Parfois on cueille les mots et parfois ce sont les mots qui nous cueillent. Et lorsque l’on est pleinement cueillie, cela relève de la grâce. Une grâce puissante qui vous emmène jusqu’au fin fond de vous-même. Cette intensité littéraire rare et si précieuse, Emma Becker me l’a offerte. Au travers de Mr, de L’inconduite, d’Odile l’été ou encore du Mal joli, j’ai passé mon mois d’août hantée par les tourments de ces œuvres dont je percevais chaque éclat de cœur et dont les abîmes vibraient contre les miens. Les mots disent la grandeur des sentiments, la difficulté à s’aimer, la vie intense plus que tout, l’addiction au regard de l’autre et le regard sur soi, le sublime dans le banal, la liberté que l’on paye au prix fort. Emma Becker, le temps de quelques livres, a ouvert ces portes que l’on ne soupçonne pas et qui deviennent soudainement indispensables. Emma a déboulé dans ma vie, elle m’a transformée, et il fallait qu’elle le sache. 

Le coup de cœur a assez vite pris la route du coup de tête et m’a emmenée dans un colloque près de Tours : La Forêt des Livres. Un aller simple, aucune idée de comment rentrer, mais tout cela n’avait aucune importance, vous comprenez, il y avait urgence. Je l’ai vue, je lui ai parlé, j’étais émue. Elle aussi, un peu, je crois. Je lui ai proposé un entretien. Rendez-vous est pris un mardi matin, aux abords de Saint-Germain-des-Prés.

Au fond de la cour, bâtiment deux, un visage sort de la porte soudain ouverte : « Vous allez bien ? J’ai un café saveur noisette : ça vous dit ? Vous voulez manger quelque chose ? On se met ici, ça vous va ? »

Elle porte une robe légère aux couleurs douces, me regarde avec ses yeux emplis de malice et de curiosité, parle de désir, d’une montée d’escaliers, de transmission, de culpabilité, d’amour et de famille, fume une clope, m’en propose une, verse quelques larmes quand on évoque son grand-père.

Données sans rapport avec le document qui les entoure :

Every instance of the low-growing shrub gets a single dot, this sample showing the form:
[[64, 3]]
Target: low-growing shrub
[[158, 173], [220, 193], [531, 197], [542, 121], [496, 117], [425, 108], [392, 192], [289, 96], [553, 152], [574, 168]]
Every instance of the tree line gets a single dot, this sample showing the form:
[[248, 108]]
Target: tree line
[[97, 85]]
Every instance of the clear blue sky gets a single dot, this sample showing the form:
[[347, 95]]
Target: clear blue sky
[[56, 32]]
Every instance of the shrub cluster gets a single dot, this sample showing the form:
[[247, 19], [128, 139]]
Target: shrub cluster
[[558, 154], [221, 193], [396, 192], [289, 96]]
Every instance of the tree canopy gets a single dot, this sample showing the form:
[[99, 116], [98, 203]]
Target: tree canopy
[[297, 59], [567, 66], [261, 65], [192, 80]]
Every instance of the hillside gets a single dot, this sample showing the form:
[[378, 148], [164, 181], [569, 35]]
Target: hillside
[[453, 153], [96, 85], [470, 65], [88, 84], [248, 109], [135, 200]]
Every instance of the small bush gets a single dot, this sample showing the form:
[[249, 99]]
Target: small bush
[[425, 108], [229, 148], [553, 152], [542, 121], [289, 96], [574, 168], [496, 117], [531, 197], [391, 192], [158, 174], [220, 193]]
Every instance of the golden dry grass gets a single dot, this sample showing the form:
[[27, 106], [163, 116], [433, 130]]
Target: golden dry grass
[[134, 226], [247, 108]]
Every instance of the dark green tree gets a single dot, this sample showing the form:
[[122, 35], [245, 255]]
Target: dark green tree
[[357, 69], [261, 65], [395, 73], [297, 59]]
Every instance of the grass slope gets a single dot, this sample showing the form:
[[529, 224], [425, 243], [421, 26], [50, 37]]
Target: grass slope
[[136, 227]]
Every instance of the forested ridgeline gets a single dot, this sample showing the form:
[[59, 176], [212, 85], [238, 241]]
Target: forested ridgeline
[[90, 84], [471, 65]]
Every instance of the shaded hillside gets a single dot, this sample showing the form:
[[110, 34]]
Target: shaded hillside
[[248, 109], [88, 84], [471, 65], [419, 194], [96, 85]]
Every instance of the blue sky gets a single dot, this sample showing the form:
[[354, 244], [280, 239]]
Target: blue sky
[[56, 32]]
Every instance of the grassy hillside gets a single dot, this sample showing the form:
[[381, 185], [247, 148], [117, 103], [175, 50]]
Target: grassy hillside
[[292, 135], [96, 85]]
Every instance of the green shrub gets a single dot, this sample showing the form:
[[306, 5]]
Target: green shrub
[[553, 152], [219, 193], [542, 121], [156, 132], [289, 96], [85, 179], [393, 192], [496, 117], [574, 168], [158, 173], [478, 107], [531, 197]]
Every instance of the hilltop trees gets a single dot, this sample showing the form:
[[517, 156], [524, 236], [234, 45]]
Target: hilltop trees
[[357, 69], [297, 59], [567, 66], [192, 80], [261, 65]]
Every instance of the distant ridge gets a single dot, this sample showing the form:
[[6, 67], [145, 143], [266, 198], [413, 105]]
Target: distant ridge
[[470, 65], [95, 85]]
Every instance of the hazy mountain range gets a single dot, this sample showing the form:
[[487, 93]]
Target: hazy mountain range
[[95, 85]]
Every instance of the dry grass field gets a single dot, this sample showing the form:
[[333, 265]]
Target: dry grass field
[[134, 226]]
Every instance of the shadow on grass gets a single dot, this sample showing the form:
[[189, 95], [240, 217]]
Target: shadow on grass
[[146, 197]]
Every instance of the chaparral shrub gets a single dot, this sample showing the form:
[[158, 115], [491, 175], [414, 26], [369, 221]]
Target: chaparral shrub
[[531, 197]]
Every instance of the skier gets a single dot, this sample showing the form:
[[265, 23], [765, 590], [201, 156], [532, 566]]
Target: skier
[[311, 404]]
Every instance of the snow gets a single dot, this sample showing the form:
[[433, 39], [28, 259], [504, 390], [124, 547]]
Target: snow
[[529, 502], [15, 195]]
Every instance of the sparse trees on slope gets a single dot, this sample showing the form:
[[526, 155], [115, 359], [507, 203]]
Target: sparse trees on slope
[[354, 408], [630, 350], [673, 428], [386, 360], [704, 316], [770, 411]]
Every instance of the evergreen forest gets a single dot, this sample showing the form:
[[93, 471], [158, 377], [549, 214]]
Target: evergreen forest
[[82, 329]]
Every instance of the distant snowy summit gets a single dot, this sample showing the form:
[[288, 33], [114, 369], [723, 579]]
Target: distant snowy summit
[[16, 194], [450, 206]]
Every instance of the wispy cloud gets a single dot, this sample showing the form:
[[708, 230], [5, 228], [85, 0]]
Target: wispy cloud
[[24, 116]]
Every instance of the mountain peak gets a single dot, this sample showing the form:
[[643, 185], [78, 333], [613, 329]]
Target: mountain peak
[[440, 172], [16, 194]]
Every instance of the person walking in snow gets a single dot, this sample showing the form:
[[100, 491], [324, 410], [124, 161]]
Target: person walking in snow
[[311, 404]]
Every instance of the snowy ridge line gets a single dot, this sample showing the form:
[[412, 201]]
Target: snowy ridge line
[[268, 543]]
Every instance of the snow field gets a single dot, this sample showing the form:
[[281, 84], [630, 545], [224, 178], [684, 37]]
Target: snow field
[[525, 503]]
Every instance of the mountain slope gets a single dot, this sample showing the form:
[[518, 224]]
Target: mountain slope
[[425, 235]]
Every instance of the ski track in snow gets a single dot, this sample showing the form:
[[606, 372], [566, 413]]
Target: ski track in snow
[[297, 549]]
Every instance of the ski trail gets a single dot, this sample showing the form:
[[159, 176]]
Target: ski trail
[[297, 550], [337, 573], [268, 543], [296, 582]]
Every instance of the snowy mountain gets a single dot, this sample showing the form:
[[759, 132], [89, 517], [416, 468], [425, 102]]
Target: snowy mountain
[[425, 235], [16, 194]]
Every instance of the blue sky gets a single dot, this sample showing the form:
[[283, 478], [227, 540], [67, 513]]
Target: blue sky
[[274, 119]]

La grâce puissante, c’était elle. 

Entretien

Le mal joli est une autofiction où se déchirent amour et culpabilité… Ce livre vous a-t-il libérée ?

La culpabilité et la haine de soi, non, je ne m’en libère pas – la preuve : je continue à écrire des livres. Mais je crois que le processus d’essayer de se libérer est déjà une libération. C’est performatif. On écrit un livre pour se libérer, donc, de fait, on est libéré. En revanche, la culpabilité que j’évoque, par rapport à mes enfants et mon mari, elle est toujours là et je pense qu’elle le sera toujours parce que je sais que mes errements et mes doutes auront jalonné l’enfance de mes petits. La culpabilité est inhérente à la condition humaine et je pense qu’une mère qui ne se sent pas coupable est certainement une moins bonne mère qu’une mère qui vit avec ce moteur : « Que puis-je faire de plus pour me faire pardonner ce soir où je n’étais pas là ? » C’est cela, le boulot d’une mère : c’est essayer de faire en sorte que la culpabilité mène à faire quelque chose de mieux que la veille. 

Alors, au contraire, ce livre vous a-t-il rendue encore plus coupable ? 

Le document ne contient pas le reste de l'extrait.